A la fin du projet des centres jeunes, l’ONG a élaboré une nouvelle stratégie. Celle-ci consiste à recruter et former des MS Ladys, (des demoiselles de Marie Stopes, des jeunes sages-femmes et infirmières de santé), des Agents de marketing social (AMS) et des pairs éducateurs.
Sira Sojourner Touré est parmi cette dernière catégorie. La jeune fille est dans ce bénévolat depuis près de quatre ans.
“La pair éducation en PF c’est l’échange entre jeunes parce que nous remarquons que les jeunes sont un peu réticents envers les adultes. Nous sommes là pour les informer, pour qu’ils puissent savoir quel choix faire au moment d’entrer dans leur vie procréative afin d’éviter des grossesses non désirées en même temps poursuivre leurs études”, raconte-t-elle, expliquant quelques techniques qu’ils développent face à un interlocuteur réticent. “Nous appliquons le conceling. C’est-à-dire, aller voir la personne après la causerie éducative, essayer de lui parler en tant qu’amie, l’écouter, voir ses problèmes”. Ça marche ? “Oui. Si elle a toujours honte de parler, nous l’orientons vers une personne adéquate et nous lui donnons le numéro de référence de la clinique Marie Stopes et là elle n’a pas besoin de faire un tête-tête. C’est gratuit sur Malitel”.

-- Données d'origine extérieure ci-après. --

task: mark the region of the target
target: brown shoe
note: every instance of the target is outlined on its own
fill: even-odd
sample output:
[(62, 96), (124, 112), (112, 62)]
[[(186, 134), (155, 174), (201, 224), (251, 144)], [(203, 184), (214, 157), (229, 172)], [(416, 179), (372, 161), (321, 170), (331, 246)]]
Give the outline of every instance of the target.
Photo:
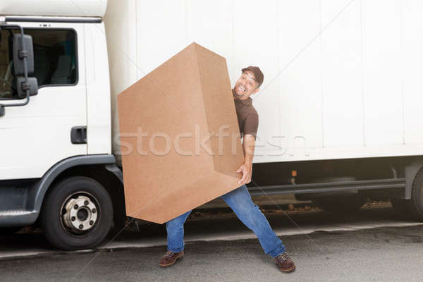
[(182, 257), (183, 257), (183, 250), (179, 252), (168, 250), (160, 259), (159, 265), (161, 267), (170, 266), (176, 262), (176, 259)]
[(283, 254), (279, 254), (275, 257), (276, 265), (279, 267), (281, 271), (283, 272), (292, 272), (295, 270), (295, 264), (294, 262), (286, 255), (286, 252)]

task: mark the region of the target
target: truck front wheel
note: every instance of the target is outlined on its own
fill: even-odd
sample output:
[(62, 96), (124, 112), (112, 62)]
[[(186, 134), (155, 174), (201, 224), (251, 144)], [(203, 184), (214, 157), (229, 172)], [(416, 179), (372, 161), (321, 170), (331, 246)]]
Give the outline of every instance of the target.
[(416, 175), (411, 188), (411, 199), (391, 199), (393, 207), (401, 214), (423, 221), (423, 168)]
[(112, 221), (109, 193), (100, 183), (83, 176), (64, 179), (52, 187), (40, 214), (47, 240), (65, 250), (98, 245), (107, 235)]

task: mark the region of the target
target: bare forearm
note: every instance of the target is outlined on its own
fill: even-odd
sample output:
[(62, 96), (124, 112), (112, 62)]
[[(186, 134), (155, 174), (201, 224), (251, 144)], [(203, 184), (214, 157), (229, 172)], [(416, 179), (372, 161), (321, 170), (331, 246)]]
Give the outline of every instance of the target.
[(247, 164), (252, 165), (255, 145), (255, 138), (254, 136), (250, 134), (244, 135), (243, 149), (244, 149), (244, 156), (245, 157), (245, 163)]

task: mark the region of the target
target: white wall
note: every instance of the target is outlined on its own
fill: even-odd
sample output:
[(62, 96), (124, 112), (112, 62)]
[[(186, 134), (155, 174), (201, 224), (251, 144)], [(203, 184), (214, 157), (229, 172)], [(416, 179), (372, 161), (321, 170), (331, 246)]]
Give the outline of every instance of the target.
[(422, 154), (419, 0), (109, 0), (112, 94), (192, 42), (259, 66), (255, 161)]

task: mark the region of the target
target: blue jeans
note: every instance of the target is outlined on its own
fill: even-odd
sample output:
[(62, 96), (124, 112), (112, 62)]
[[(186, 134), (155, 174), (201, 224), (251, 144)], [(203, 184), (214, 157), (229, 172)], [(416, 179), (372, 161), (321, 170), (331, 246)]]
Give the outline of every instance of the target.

En plus des cliniques de Bamako, l’ONG a déployé au total 20 MS Ladys et près de 70 AMS dans ses six zones domaines interventions à travers le pays. Dans les établissements scolaires, les “grin” et manifestations de masse, ces jeunes sensibilisent leurs camarades sur la planification familiale, son rôle, son importance.

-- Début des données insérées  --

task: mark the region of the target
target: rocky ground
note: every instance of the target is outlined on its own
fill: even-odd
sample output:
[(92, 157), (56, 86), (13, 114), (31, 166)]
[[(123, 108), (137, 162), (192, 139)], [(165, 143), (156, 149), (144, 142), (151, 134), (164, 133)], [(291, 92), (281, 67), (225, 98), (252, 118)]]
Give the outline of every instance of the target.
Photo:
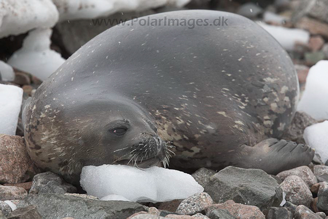
[[(328, 2), (254, 1), (258, 4), (252, 6), (254, 13), (250, 14), (247, 13), (249, 8), (244, 8), (246, 2), (194, 0), (186, 8), (228, 11), (260, 21), (265, 12), (270, 11), (286, 17), (283, 22), (271, 22), (270, 24), (309, 31), (309, 43), (297, 44), (289, 51), (301, 87), (303, 87), (309, 68), (319, 60), (328, 59)], [(131, 17), (176, 9), (163, 7), (111, 17)], [(53, 30), (52, 49), (67, 58), (110, 27), (95, 27), (89, 23), (90, 21), (75, 21), (58, 24)], [(0, 59), (6, 60), (19, 48), (25, 35), (0, 39)], [(42, 83), (29, 74), (18, 70), (15, 74), (13, 82), (0, 83), (22, 87), (24, 99), (31, 96)], [(316, 122), (297, 112), (283, 138), (304, 143), (304, 129)], [(80, 189), (78, 191), (54, 173), (40, 173), (27, 154), (23, 135), (20, 121), (16, 136), (0, 135), (0, 219), (328, 218), (328, 164), (322, 163), (318, 155), (309, 166), (283, 171), (276, 176), (260, 170), (231, 167), (218, 172), (201, 168), (192, 175), (204, 188), (204, 192), (184, 200), (157, 204), (102, 201), (80, 194)], [(15, 206), (17, 208), (13, 211)]]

Cette méthode, selon le chef de recherche, suivi et évaluation, a permis de booster le nombre de jeunes au niveau des différents canaux de prestation dans les villes et au niveau des équipes mobiles qui sont en milieu rural. “Nous sentons un réel engouement de la communauté pour la PF. 90 % des clients reçus par nos équipes mobiles sont dus grâce aux AMS. Ils sont des poches très accessibles à la communauté ».
Passage réussi
Avec d’importants besoins non satisfaits de planification familiale de 30,3 %, Marie Stopes a élargi sa liste de partenariat aux établissements scolaires fondamentaux et universitaires, structures de santé et départements ministériels.

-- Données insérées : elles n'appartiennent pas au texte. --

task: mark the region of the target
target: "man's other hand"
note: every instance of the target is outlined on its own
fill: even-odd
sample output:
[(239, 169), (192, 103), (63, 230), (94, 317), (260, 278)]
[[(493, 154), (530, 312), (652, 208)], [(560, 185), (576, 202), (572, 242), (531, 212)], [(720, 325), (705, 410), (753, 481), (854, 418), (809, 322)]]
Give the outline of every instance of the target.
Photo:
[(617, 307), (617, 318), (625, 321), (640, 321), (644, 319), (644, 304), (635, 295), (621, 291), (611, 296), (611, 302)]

Le lycée de jeune fille Ba Aminata Diallo (LBad) est bénéficiaire de ce partenariat depuis janvier. Sous forme de jeu concours éducatif, l’organisation a sensibilisé plus de 1 700 lycéennes de LBad sur la planification familiale et la protection contre le VIH Sida. Avec ses lauréates sélectionnées, le lycée est parti en final avec une école privée de Tombouctou. Il est sorti vainqueur à la fin. L’organisation du jeu concours interscolaire a été bénéfique, témoigne Mme Koné Alima Koné, proviseur du LBad. “Elles jouaient et apprenaient en même temps. La majorité de nos élèves sont des adolescentes de 14 à 16 ans. C’était important qu’elles aient la connaissance de leurs corps, qu’elles sachent ce qui est mauvais pour elles et comment se protéger contre les maladies sexuellement transmissibles et les grossesses. Marie Stopes a levé le tabou. Depuis, je n’ai pas constaté de grossesses au sein des filles”, dit le proviseur souhaitant vivement la prochaine édition du jeu concours éducatif.
Sous l’ombre des pesanteurs socioculturelles et religieuses et du manque de dialogue parents-enfants sur la santé sexuelle et reproductive des jeunes, se trouvent plus de 1 000 autres adolescentes. Des défis, que se veut relever Marie Stopes Mali en exploitant de nouveaux créneaux. “La planification familiale n’est pas l’offre de service, mais le changement de comportement, amener la personne à changer, à voir autrement, à pouvoir maitriser son corps et à maitriser sa procréation”.